I was defenseless. I had no need to defend myself. She was right, she was right about everything she said. And I had already said that I would listen to her and follow her direction. This was not submission, not in any sense of the word. But it was that instinctual, knowing that if I listened to her, my life would be better. So, instead of sleeping on the airplane, I read everything she said over and over again, responding where I needed to, and carried on the conversation that was among the most in-depth I have ever had with someone. As a therapist myself, I never reached this level of inquiry, this level of knowing. And here she was, by now, several thousand miles away, telling me the inner recesses of my heart and lighting the way out of the darkness. Unlike with so many others, there are no ultimatums. There did not need to be between us.

She laid me bare.

I needed her. Never in my life had I needed someone, but I knew at that very moment that I needed her. I begin to fear, even after that short time of being together, her leaving me. I had never had those feelings before, dreading them leaving and knowing I would never see them again with any single individual. With my ex-wife, it was more about the kids. With Becca, well, as she had said when we had talked about what it would be like to break up. “Well, we have too much invested in this now,” she said dismissively as if relationships are a calculation to avoid hurt rather than magic to gain life. While she was talking about her heart, probably, that’s not the same thing as fearing being without someone in particular. I also find that there’s a difference between someone being afraid to be alone and what I was feeling and that I was just afraid of being without her. When I realized that who I thought was – one who needed no one else and was happier alone – was not the person that I had become, I was happy, if not a little shaken. A lot shaken. She made me better.

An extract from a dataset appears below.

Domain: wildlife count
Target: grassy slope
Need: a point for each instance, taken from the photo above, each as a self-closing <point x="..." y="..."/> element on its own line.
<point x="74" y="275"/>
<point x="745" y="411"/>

Have you ever felt this way? As if there is this metaphysical connection between you and someone else, so deep that it becomes an energy that reverbs around your body? I imagine you’ve been through all of this, of finding love only to find that you are lost again. I wonder if you feel as lost as I do sometimes. Or maybe you think you’re better at love than I am? No doubt you are. But deep down, we both know how fragile it is, don’t we?